When you start looking into deduplication, one of the things that becomes immediately apparent is … size matters. In particular, the size of your deduplication pool matters.
In this respect, what I’m referring to is the analysis pool for comparison when performing deduplication. If we’re only talking target based deduplication, that’s simple – it’s the size of the bucket you’re writing your backup to. However, the problems with a purely target based deduplication approach to data protection are network congestion and time wasted – a full backup of a 1TB fileserver will still see 1TB of data transferred over the network to have most of its data dropped as being duplicate. That’s an awful lot of packets going to /dev/null, and an awful lot of bandwidth wasted.
For example, consider the following diagram being of a solution using target only deduplication (e.g., VTL only or no Boost API on the hosts):
In this diagram, consider the outline arrow heads to indicate where deduplication is being evaluated. Thus, if each server had 1TB of storage to be backed up, then each server would send 1TB of storage over to the Data Domain to be backed up, with deduplication performed only at the target end. That’s not how deduplication has to work now, but it’s a reminder of where we were only a relatively short period of time ago.
That’s why source based deduplication (e.g., NetWorker Client Direct with a DDBoost enabled connection, or Data Domain Boost for Enterprise Applications) brings so many efficiencies to a data protection system. While there’ll be a touch more processing performed on the individual clients, that’ll be significantly outweighed by the ofttimes massive reduction in data sent onto the network for ingestion into the deduplication appliance.
So that might look more like:
I.e., in this diagram with outline arrow heads indicating location of deduplication activities, we get an immediate change – each of those hosts will still have 1TB of backup to perform, but they’ll evaluate via hashing mechanisms whether or not that data actually needs to be sent to the target appliance.
There’s still efficiencies to be had even here though, which is where the original point about pool size becomes critical. To understand why, let’s look at the diagram a slightly different way:
In this case, we’ve still got source deduplication, but the merged lines represent something far more important … we’ve got global, source deduplication.
Or to put it a slightly different way:
- Target deduplication:
- Client: “Hey, here’s all my data. Check to see what you want to store.”
- Source deduplication (limited):
- Client: “Hey, I want to backup <data>. Tell me what I need to send based on what I’ve sent you before.”
- Source deduplication (global):
- Client: “Hey, I want to backup <data>. Tell me what I need to send based on anything you’ve ever received before.”

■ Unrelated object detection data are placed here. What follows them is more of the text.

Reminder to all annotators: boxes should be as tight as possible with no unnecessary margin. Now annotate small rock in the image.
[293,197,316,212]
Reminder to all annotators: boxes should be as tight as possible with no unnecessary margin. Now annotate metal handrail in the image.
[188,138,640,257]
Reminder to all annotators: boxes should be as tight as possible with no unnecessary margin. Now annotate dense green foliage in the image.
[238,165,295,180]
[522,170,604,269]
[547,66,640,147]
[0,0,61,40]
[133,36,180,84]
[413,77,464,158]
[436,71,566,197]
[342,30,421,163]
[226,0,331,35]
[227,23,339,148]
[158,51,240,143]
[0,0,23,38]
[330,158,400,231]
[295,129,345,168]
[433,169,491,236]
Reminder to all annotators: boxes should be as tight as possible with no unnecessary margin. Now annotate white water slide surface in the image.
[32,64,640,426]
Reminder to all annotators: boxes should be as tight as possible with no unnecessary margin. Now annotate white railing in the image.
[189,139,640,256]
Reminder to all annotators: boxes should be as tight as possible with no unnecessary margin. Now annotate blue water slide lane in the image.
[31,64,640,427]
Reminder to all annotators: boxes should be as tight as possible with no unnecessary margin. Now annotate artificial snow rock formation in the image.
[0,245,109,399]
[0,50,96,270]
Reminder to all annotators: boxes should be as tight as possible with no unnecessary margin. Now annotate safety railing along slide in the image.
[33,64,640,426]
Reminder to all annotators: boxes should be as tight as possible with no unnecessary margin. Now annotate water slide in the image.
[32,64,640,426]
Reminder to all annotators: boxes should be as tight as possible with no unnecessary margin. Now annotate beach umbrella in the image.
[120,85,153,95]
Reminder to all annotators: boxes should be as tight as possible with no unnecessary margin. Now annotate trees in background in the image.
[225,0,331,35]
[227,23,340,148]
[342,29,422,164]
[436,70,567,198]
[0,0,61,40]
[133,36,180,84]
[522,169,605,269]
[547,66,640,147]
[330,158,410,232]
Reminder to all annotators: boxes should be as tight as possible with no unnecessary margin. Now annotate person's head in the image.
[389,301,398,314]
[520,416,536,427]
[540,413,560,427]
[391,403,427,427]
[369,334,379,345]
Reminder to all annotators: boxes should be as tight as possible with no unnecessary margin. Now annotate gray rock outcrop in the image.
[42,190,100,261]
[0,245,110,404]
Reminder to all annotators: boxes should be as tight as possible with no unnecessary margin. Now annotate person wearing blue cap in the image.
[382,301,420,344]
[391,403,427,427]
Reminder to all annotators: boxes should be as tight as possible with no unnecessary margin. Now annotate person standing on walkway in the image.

That limited deduplication component may not be limited on a per host basis. Some products might deduplicate on a per host basis, while others might deduplicate based on particular pool sizes – e.g., xTB. But even so, there’s a huge difference between deduplicating against a small comparison set and deduplicating against a large comparison set.
Where that global deduplication pool size comes into play is the commonality of data that exists between hosts within an environment. Consider for instance the minimum recommended size for a Windows 2012 installation – 32GB. Now, assume you might get a 5:1 deduplication ratio on a Windows 2012 server (I literally picked a number out of the air as an example, not a fact) … that’ll mean a target occupied data size of 6.4GB to hold 32GB of data.
But we rarely consider a single server in isolation. Let’s expand this out to encompass 100 x Windows 2012 servers, each at 32GB in size. It’s here we see the importance of a large pool of data for deduplication analysis:
- If that deduplication analysis were being performed at the per-server level, then realistically we’d be getting 100 x 6.4GB of target data, or 640GB.
- If the deduplication analysis were being performed against all data previously deduplicated, then we’d assume that same 5:1 deduplication ratio for the first server backup, and then much higher deduplication ratios for each subsequent server backup, as they evaluate against previously stored data. So that might mean 1 x 5:1 + 99 x 20:1 … 164.8GB instead of 640GB or even (if we want to compare against tape) 3,200GB.
Throughout this article I’ve been using the term pool, but I’m not referring to NetWorker media pools – everything written to a Data Domain as an example, regardless of what media pool it’s associated with in NetWorker will be globally deduplicated against everything else on the Data Domain. But this does make a strong case for right-sizing your appliance, and in particular planning for more data to be stored on it than you would for a conventional disk ‘staging’ or ‘landing’ area. The old model – backup to disk, transfer to tape – was premised on having a disk landing zone big enough to accommodate your biggest backup, so long as you could subsequently transfer that to tape before your next backup. (Or some variant thereof.) A common mistake when evaluating deduplication is to think along similar lines. You don’t want storage that’s just big enough to hold a single big backup – you want it big enough to hold many backups so you can actually see the strategic and operational benefit of deduplication.
The net lesson is a simple one: size matters. The size of the deduplication pool, and what deduplication activities are compared against will make a significantly noticeable impact to how much space is occupied by your data protection activities, how long it takes to perform those activities, and what the impact of those activities are on your LAN or WAN.